Asking rents for office space in Miami have grown 26% between the second quarter of 2014 and June of this year.
By Keiko Morris Sept. 3, 2019 7:00 am ET
Like office-building developers in many U.S. cities, those in Miami have shown restraint during the financial recovery, adding new space at a modest pace.
But now the Miami office-development engine is chugging into gear as developers hope to cash in on the rise in occupancy and rents over the past five years. Demand for space is being fueled by corporations expanding their Latin American trade operations, growing tech companies, law firms and high-earning newcomers escaping high-tax states.
Office-building development in the Miami area has reached its highest level since 2009 with 1.9 million square feet expected to be completed over the next two years, according to real-estate services firm CBRE Group Inc. By comparison, less than 500,000 square feet was in the pipeline in 2011.
With Hurricane Dorian this week expected to come dangerously close to Florida, Miami received a reminder of the threat violent storms pose to it. But real-estate industry executives note that Miami has the highest building standards in the country.
After Hurricane Irma, the business district quickly drained water from the storm surge thanks partly to elevated streets, pumps and other systems. “It’s all a matter of preparation,” said Christos Costandinides, director of analytics for real-estate data firm CoStar Group Inc.
Rendering of 830 Brickell, which is under construction
PHOTO: OKO GROUP
Miami’s increase in office development has come late compared with other markets like New York, San Francisco, Seattle and Boston, where office construction levels have been higher than the rest of the country for several years, real-estate analysts said. The amount of space under construction in Miami is equal to about 2.7% of its current office inventory, according to CoStar. For the U.S., that figure is 1.9%.
New development at this stage in the economic cycle tends to be riskier than at earlier stages because a recession, which many say becomes more likely as the cycle ages, would sharply erode demand. But at this point, Miami landlords say they aren’t concerned, partly because leasing remains strong.
More than half of the office space under construction in Miami is leased, according to Mr. Costandinides. “Those [deals] are promising signs you would not see in an economy where there is overconstruction,” he said.
Asking rents for office space in Miami have grown 26% between the second quarter of 2014 and June of this year, and vacancy rates have dropped from 11.8% to 8.8% in that same period, according to CoStar.
Employment in Miami’s hot technology sector has grown about 40% between 2012 and 2018, reaching 11,440 jobs, according to labor data firm Emsi. The Emsi figures were provided by the Miami-Dade Beacon Council. Trade and logistics employment grew by 24% to 41,417 jobs in that period. Banking and finance jobs rose 7% to 40,557.

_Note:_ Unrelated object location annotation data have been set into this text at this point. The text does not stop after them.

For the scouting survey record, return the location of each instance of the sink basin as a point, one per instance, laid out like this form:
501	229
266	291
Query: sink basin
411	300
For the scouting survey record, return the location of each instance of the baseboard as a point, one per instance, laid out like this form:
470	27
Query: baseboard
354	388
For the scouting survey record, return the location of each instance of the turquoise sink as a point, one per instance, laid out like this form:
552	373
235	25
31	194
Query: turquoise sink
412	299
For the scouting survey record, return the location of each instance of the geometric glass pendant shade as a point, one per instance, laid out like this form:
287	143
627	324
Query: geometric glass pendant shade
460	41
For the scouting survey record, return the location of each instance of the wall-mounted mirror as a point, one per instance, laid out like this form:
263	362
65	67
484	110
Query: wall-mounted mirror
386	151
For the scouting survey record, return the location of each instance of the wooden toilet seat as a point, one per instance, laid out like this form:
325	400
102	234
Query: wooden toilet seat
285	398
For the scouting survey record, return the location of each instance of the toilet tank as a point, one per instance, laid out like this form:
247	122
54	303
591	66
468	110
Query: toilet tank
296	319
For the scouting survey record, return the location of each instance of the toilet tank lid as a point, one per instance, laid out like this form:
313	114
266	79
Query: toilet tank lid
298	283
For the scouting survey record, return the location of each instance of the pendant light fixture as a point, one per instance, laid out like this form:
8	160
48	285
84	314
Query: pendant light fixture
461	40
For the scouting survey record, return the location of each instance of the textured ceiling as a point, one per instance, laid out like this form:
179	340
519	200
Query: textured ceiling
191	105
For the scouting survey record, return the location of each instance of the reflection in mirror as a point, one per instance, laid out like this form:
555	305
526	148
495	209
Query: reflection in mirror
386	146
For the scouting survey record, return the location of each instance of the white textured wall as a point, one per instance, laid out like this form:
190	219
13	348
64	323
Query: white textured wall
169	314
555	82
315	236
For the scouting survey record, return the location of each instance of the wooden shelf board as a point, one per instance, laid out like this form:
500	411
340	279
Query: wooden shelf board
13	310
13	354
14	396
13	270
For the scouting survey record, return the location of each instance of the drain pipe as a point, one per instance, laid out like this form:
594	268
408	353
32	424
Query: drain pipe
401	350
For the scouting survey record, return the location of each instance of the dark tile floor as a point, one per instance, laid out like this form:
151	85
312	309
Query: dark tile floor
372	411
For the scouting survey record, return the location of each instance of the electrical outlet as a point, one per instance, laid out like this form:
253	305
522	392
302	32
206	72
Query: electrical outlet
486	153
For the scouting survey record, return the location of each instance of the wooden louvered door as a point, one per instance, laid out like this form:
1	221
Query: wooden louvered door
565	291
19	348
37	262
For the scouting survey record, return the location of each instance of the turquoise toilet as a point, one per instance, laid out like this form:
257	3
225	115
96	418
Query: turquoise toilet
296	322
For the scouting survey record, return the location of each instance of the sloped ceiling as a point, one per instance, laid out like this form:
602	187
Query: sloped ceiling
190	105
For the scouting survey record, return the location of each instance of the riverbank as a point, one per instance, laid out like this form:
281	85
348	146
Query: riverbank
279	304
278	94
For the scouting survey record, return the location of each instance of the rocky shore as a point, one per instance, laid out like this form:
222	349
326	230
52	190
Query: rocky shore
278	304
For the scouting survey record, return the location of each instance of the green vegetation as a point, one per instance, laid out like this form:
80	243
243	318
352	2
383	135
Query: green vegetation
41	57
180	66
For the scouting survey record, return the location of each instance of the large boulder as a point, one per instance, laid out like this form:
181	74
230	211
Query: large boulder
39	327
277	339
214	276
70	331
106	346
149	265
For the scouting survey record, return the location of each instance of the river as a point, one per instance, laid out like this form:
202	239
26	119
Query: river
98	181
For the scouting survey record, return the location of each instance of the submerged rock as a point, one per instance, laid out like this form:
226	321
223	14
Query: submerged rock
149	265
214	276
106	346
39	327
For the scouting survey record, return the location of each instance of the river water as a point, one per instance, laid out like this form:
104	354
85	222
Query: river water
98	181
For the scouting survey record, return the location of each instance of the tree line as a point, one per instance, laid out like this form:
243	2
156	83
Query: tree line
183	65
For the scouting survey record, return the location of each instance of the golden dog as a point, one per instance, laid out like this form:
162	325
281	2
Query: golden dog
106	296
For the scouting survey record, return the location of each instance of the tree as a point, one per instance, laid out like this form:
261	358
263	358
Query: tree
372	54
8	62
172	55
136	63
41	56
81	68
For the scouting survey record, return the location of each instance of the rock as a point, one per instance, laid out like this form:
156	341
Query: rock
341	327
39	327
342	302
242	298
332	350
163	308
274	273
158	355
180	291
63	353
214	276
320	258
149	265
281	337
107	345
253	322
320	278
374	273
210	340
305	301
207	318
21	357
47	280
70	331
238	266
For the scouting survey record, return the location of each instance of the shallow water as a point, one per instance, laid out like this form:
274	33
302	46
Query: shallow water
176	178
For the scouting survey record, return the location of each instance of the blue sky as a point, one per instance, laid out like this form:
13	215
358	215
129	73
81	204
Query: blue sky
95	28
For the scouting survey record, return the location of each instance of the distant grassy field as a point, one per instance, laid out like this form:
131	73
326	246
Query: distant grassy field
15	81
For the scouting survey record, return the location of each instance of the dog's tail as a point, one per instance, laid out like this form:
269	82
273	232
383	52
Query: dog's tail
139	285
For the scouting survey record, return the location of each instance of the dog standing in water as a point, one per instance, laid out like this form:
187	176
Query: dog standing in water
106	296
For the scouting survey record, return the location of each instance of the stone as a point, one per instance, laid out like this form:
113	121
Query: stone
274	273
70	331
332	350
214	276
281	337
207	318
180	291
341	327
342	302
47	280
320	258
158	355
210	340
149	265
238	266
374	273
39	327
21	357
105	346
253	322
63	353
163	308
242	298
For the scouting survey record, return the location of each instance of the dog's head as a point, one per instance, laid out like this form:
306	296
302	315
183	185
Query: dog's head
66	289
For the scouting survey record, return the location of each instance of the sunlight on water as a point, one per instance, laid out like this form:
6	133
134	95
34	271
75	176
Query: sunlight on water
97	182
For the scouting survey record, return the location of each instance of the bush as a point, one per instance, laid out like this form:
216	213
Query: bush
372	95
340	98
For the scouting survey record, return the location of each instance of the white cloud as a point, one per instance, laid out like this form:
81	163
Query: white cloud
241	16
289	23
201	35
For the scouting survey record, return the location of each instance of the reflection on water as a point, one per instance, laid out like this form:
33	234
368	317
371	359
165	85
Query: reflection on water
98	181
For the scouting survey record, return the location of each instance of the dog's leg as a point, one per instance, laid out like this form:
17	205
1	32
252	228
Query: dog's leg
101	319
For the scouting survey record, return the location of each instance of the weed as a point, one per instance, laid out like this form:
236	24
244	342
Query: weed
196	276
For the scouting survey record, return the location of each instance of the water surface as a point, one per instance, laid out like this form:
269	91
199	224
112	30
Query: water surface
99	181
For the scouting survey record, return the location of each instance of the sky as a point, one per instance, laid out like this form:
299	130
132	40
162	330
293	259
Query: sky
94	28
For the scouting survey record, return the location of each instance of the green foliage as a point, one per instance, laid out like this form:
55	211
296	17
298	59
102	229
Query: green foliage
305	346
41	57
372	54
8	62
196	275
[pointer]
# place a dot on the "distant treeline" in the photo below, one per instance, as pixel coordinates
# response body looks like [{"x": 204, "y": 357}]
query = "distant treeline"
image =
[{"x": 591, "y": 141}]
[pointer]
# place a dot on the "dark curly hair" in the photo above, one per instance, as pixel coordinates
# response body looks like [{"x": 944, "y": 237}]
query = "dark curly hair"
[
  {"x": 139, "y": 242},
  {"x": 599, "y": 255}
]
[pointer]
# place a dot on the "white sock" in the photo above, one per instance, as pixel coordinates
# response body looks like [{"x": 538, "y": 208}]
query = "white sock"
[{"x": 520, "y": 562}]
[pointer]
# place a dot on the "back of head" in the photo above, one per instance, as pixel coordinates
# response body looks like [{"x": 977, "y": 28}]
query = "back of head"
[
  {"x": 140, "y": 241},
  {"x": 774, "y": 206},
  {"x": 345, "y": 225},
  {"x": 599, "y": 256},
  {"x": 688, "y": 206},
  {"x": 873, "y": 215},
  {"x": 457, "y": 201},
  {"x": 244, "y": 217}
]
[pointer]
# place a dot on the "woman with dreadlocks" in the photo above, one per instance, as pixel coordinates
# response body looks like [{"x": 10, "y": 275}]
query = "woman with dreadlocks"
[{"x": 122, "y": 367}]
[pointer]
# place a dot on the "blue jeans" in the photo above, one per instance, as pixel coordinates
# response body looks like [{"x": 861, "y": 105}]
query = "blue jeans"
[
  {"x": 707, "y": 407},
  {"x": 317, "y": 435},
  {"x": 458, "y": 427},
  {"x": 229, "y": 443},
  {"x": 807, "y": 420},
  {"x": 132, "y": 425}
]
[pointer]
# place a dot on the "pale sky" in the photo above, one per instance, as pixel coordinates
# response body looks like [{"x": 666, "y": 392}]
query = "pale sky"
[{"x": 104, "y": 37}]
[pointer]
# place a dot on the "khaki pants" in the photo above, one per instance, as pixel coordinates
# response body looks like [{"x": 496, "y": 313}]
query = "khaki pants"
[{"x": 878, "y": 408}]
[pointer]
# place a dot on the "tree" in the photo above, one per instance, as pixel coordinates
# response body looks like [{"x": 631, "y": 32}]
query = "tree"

Silicon Valley firms are “looking for low-tax places that have a high quality of life with a business environment,” said Theodore Ward, chief of staff at Mana Group, which has purchased more than 50 properties in Miami’s Flagler Street area that it plans to upgrade partly to appeal to tech tenants.
Florida’s attractive tax laws, meanwhile, have attracted firms from the northeast and high-tax states elsewhere. The appeal got even greater in the wake of the Trump administration’s 2017 tax reform that capped federal deductions for state and local taxes, raising taxes on high earners in high-tax states. Florida has no state income tax.
In one high-profile deal, investment firm Starwood Capital Group switched its headquarters from Greenwich, Conn., to Miami Beach in 2016. A company spokesman attributed the move to “commercial and employment considerations” as well as the public company it manages having a large presence there. Starwood still has offices in Greenwich.
“Generally the upper-level management and key decision makers at a private-equity fund or a hedge fund, that person historically has had a second home somewhere in South Florida,” said Scott Wadler, a senior director at real-estate services firm JLL.
Much of the 260,000 square feet of office space in Brickell City Centre, a mixed-use complex completed about three years ago by Swire Properties Ltd. and partners, has been leased, including tenants such as We Co. and McKinsey & Co., according to CoStar.
Other developers want to repeat successes like this. A few years ago, developers OKO Group and Cain International bought a site in Miami’s hot Brickell neighborhood intending to build a residential project, said Vladislav Doronin, head of OKO and a founder of one of Russia’s biggest real-estate development firms Capital Group. But the joint venture changed plans.
The partners are now building a sleek 57-story glass office tower named 830 Brickell. Expected to be one of the tallest office towers built in a decade, the 614,000-square-foot skyscraper will house a rooftop bar and restaurant when it opens in 2022.